Los Lobos, Hand Manny
Los Lobos are the East L.A. band whose South of the Border music landed them in the Rock & Roll Hall Of Fame. The Handy Manny theme continues their tradition of both traditional Latin music and rock for a cartoon character that has more rhythm than Bob the Builder.
The B-52s, Rocko’s Modern Life
Kate Pierson and Fred Schneider from the B-52s sang the theme for the show from the second season on, and arguably blew the first season’s version through the tin roof. But they weren’t the first choice for the gig. The show wanted Danny Elfman, but he was too busy composing the theme for The Simpsons, doing the score to Pee-Wee’s Adventure (plus songs for the sequel), and manning the band Oingo Boingo. The B-52s continued their cartoon career with the parody “Glove Slap” for The Simpsons as well, where they hopefully thanked Elfman for the extra jukebox money.
Cyndi Lauper, Pee Wee’s Playhouse
Pee Wee’s Playhouse was a place where kids just wanted to have fun, so Cyndi Lauper singing the theme song under the pseudonym Ellen Shaw makes sense. (Phil Hartman as Captain Carl was just the “Chairy” on top.) The Playhouse took music seriously and had a special soundtrack for each episode — all written by noteworthy musicians such as Todd Rundgren, Danny Elfman (who again, did the Pee-Wee movies), and Mark Mothersbaugh of Devo. Mothersbaugh later joined forces with Lauper in 2000 when he wrote and she sang the song “I Want A Mom That Will Last Forever” for the movie Rugrats In Paris — perhaps one of the saddest songs in Nicktoon history next to “Ren’s Pecs.”

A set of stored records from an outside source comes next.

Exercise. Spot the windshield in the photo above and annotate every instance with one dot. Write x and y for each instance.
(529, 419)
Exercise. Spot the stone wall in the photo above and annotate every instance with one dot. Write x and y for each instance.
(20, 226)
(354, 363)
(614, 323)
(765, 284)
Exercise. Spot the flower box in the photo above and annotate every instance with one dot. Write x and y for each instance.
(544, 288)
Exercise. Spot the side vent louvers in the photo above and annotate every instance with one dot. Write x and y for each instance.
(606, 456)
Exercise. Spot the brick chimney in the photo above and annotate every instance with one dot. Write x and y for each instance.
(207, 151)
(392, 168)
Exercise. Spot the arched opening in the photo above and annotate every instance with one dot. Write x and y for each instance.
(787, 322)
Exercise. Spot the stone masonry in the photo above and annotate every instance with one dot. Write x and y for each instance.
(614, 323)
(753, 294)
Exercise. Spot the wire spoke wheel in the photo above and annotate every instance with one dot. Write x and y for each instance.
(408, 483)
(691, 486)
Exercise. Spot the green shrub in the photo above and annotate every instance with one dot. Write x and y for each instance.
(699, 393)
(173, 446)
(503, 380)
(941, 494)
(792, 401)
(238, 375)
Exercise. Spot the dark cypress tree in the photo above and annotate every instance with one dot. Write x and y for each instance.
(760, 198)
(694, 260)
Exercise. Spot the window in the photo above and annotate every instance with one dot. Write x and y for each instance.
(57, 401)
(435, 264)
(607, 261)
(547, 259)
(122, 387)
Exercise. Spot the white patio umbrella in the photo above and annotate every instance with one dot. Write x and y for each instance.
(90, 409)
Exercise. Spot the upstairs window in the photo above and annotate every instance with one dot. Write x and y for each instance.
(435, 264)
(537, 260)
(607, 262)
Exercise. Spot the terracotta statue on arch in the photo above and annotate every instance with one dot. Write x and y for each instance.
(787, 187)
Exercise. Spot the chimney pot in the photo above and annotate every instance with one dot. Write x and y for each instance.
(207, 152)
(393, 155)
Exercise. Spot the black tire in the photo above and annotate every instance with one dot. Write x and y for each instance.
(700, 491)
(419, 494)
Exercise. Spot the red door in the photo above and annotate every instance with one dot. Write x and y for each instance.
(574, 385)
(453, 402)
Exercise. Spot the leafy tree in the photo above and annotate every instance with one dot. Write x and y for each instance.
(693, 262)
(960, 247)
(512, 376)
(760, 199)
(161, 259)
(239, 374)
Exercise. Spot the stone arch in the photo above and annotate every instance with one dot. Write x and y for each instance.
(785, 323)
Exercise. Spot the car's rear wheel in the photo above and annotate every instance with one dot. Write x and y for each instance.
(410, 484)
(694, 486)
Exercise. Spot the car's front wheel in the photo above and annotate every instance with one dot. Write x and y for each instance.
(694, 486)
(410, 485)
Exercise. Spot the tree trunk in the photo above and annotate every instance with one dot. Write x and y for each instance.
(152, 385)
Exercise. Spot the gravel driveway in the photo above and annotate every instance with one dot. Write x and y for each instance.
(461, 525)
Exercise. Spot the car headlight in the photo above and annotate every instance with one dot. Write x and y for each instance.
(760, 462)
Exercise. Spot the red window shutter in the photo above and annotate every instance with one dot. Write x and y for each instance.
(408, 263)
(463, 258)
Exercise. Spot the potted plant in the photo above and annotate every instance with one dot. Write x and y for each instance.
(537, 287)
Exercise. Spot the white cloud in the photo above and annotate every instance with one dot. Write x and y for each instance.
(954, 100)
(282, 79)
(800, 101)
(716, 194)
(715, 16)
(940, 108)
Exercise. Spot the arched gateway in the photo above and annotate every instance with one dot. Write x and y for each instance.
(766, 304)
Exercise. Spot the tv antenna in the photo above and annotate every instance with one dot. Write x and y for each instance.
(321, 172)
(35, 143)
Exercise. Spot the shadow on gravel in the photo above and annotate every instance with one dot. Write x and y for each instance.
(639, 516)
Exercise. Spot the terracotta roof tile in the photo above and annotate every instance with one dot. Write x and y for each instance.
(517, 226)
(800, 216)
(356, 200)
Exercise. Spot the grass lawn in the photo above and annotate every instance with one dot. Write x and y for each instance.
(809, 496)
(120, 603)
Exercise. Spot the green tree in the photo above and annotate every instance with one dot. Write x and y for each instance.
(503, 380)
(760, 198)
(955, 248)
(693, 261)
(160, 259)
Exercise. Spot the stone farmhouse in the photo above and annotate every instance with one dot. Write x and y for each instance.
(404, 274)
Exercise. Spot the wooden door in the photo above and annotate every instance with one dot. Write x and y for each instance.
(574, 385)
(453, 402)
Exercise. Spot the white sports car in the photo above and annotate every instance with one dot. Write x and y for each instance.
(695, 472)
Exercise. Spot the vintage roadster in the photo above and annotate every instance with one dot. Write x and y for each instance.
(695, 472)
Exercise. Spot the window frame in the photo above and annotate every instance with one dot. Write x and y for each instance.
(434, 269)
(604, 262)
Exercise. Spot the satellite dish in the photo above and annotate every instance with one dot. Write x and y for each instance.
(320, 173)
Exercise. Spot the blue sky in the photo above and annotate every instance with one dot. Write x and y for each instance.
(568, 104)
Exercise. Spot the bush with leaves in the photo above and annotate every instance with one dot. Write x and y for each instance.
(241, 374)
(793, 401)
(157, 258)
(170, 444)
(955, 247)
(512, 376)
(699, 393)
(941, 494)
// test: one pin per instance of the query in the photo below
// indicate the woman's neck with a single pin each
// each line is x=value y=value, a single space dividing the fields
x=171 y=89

Long before Mark Mothersbaugh was collaborating with Cyndi Lauper on songs about the mother of your child’s mortality, he was the frontman of the New Wave band Devo. Throughout his 4-decade long career (so far), Mothersbaugh movie and TV credits include Wes Anderson’s Bottle Rocket, Rushmore, The Royal Tenenbaums, and The Life Aquatic, as well as The Lego Movie, and plenty of songs for Pee-Wee’s Playhouse. Most notably, he was the composer for the series Rugrats for an entire 13-year run. Even the character, Chuckie Finster, was inspired by his glasses and messy hair. Unlike Chuckie, Mothersbaugh is a father of 2 and not voiced by a woman.